The investment will be used to grow Fractile’s team across silicon, software and AI, build partnerships and accelerate progress to the company’s first products.

A spokesperson revealed: “There are two paths available to a company attempting to build better hardware for AI inference. The first is specialisation: honing in on very specific workloads and building chips that are uniquely suited to those specific requirements.

“Because model architectures evolve rapidly in the world of AI, whilst designing, verifying, fabricating and testing chips takes considerable time, companies pursuing this approach face the problem of shooting for a moving target whose exact direction is uncertain.

“The second path is to fundamentally change the way that computational operations themselves are performed, create entirely different chips from these new building blocks, and build massively scalable systems on top of these. This is Fractile’s approach, which will unlock breakthrough performance across a range of AI models both present and future.”

Dr Goodwin, who is CEO, added: “In today’s AI race, the limitations of existing hardware – nearly all of which is provided by a single company – represent the biggest barrier to better performance, reduced cost, and wider adoption.

“Fractile’s approach supercharges inference, delivering astonishing improvements in terms of speed and cost. This is more than just a speed-up – changing the performance point for inference allows us to explore completely new ways to use today’s leading AI models to solve the world’s most complex problems.

“We’re thrilled to have raised our funding from investors with a wealth of experience in the AI and chip industries, continue to grow our world-class team and further our technological development and partnerships.”

Stan Boland said: “There’s no question that, in Fractile, Walter is building one of the world’s future superstar companies. He’s a brilliant AI practitioner but he’s also listening intently to the market so he can be certain of building truly compelling products that other experts will want to use at scale.

“To achieve this, he’s already starting to build one of the world’s best teams of semiconductor, software and tools experts with track records of flawless execution. I’ve no doubt Fractile will become the most trusted partner to major AI model providers in short order.”

Business Weekly understands that test chips are going to be pushed onto a shuttle by the end of the year.

Boland said: “Fractile is not focused on training. It’s in training that there’s a huge CUDA* lock by NVIDIA that Graphcore never overcame – that plus insufficient memory bandwidth and inability to scale as the models got bigger.

“By contrast, Fractile’s system is highly scaleable and focused on inference. That’s the process (using the Large Language Model example) where the model’s already been built, the training is done and the training weights are known, the job is to take input tokens, take the weights, do some maths and produce output tokens.
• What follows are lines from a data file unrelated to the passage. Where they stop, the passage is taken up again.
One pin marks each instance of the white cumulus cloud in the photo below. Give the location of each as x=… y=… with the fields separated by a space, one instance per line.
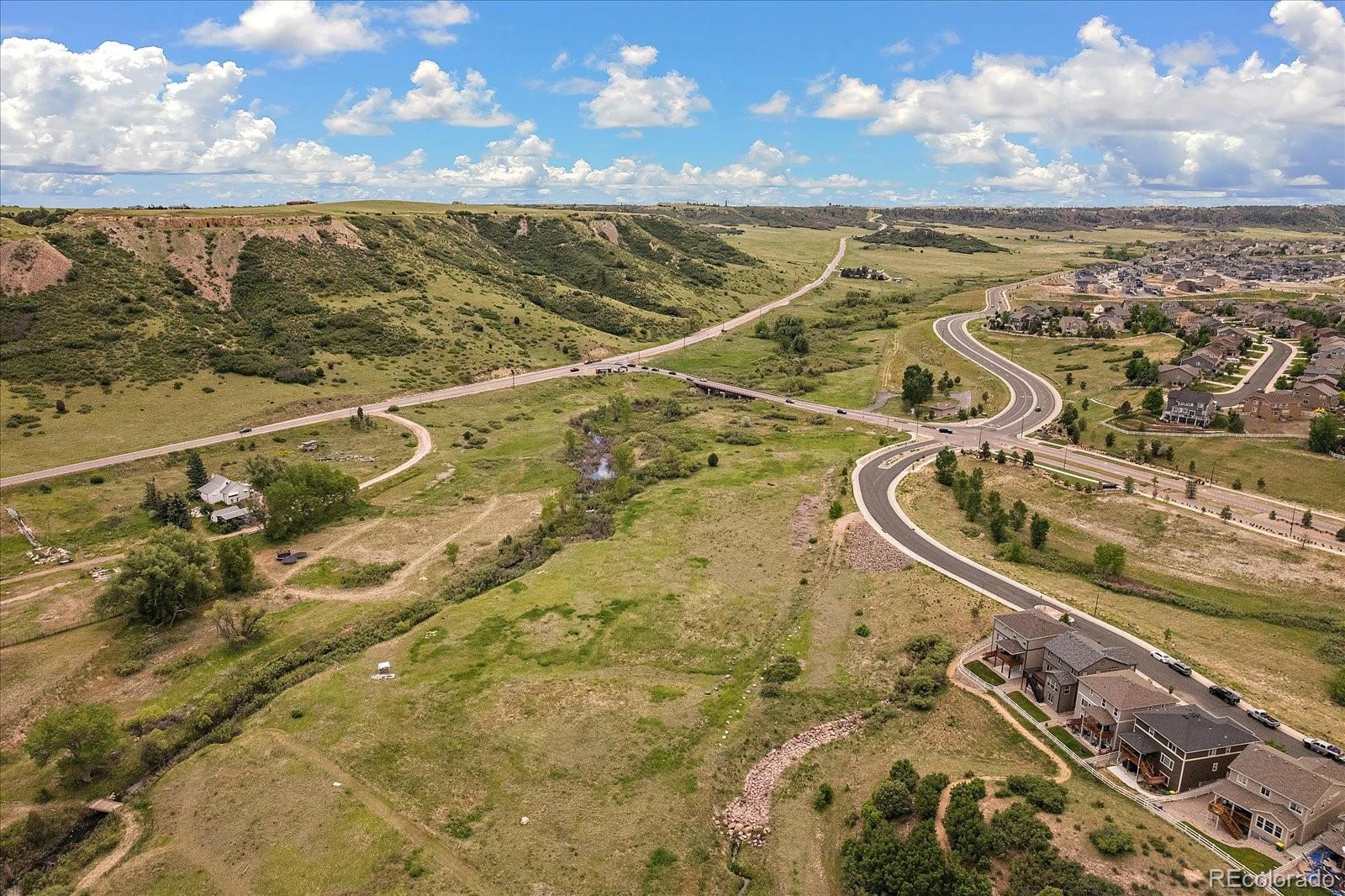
x=295 y=27
x=777 y=105
x=1168 y=121
x=631 y=98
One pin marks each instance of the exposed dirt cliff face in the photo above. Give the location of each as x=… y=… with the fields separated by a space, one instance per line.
x=29 y=266
x=206 y=249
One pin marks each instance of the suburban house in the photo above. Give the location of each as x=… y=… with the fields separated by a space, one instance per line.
x=232 y=515
x=1109 y=703
x=1279 y=403
x=1189 y=407
x=1281 y=798
x=1020 y=640
x=221 y=490
x=1317 y=396
x=1207 y=363
x=1177 y=374
x=1110 y=320
x=1179 y=748
x=1066 y=661
x=1073 y=327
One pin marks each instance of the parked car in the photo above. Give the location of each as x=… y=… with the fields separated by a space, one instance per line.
x=1324 y=748
x=1263 y=717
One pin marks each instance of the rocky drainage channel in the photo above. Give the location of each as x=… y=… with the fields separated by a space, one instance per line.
x=746 y=820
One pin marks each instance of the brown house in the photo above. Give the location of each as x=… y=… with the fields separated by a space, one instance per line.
x=1183 y=747
x=1317 y=396
x=1177 y=374
x=1109 y=703
x=1279 y=798
x=1020 y=640
x=1279 y=403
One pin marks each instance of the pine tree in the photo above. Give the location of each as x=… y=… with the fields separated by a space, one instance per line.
x=197 y=475
x=154 y=501
x=175 y=512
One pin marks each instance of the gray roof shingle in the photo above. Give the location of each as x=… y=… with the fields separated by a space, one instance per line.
x=1032 y=625
x=1079 y=651
x=1190 y=728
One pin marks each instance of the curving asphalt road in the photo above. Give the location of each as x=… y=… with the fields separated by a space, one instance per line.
x=1033 y=403
x=1262 y=376
x=874 y=481
x=440 y=394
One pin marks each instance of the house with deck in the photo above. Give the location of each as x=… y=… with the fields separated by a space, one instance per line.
x=1109 y=703
x=1020 y=640
x=1279 y=798
x=222 y=490
x=1068 y=658
x=1179 y=748
x=1189 y=407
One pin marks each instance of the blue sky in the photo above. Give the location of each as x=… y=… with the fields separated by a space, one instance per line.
x=876 y=104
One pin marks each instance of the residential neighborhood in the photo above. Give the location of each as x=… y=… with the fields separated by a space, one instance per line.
x=1212 y=266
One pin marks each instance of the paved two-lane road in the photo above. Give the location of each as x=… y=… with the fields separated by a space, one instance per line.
x=439 y=394
x=874 y=488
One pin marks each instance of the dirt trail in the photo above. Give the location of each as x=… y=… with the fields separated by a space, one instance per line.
x=397 y=584
x=746 y=820
x=410 y=829
x=131 y=831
“Inference is heavily dominated by matrix vector multiplies (like 99.999 per cent of the operations) and GPUs are terrible at doing them because for every token, a huge number of weights have to be pulled onto the chip to do some fairly trivial maths then the result written back to memory.

“That’s why in-memory compute (IMC) is the way to go. Graphcore was also an IMC architecture, as are the ~20 other startups in the space (albeit hampered in Graphcore’s case by lack of scaleability), so in itself it’s not surprising that Fractile is adopting this approach.

“But Walter is also doing something very interesting alongside it, which I can’t share right now, but is the key to him getting 100x performance, cost and power advantage.

“Once the models and weights are known, it’s relatively simple to offload the inference task onto different processors; there is no effective CUDA lock. There’s a long way to go on Fractile, but it’s definitely one to watch.”

* CUDA is a software layer that gives direct access to the GPU's virtual instruction set and parallel computational elements for the execution of compute kernels.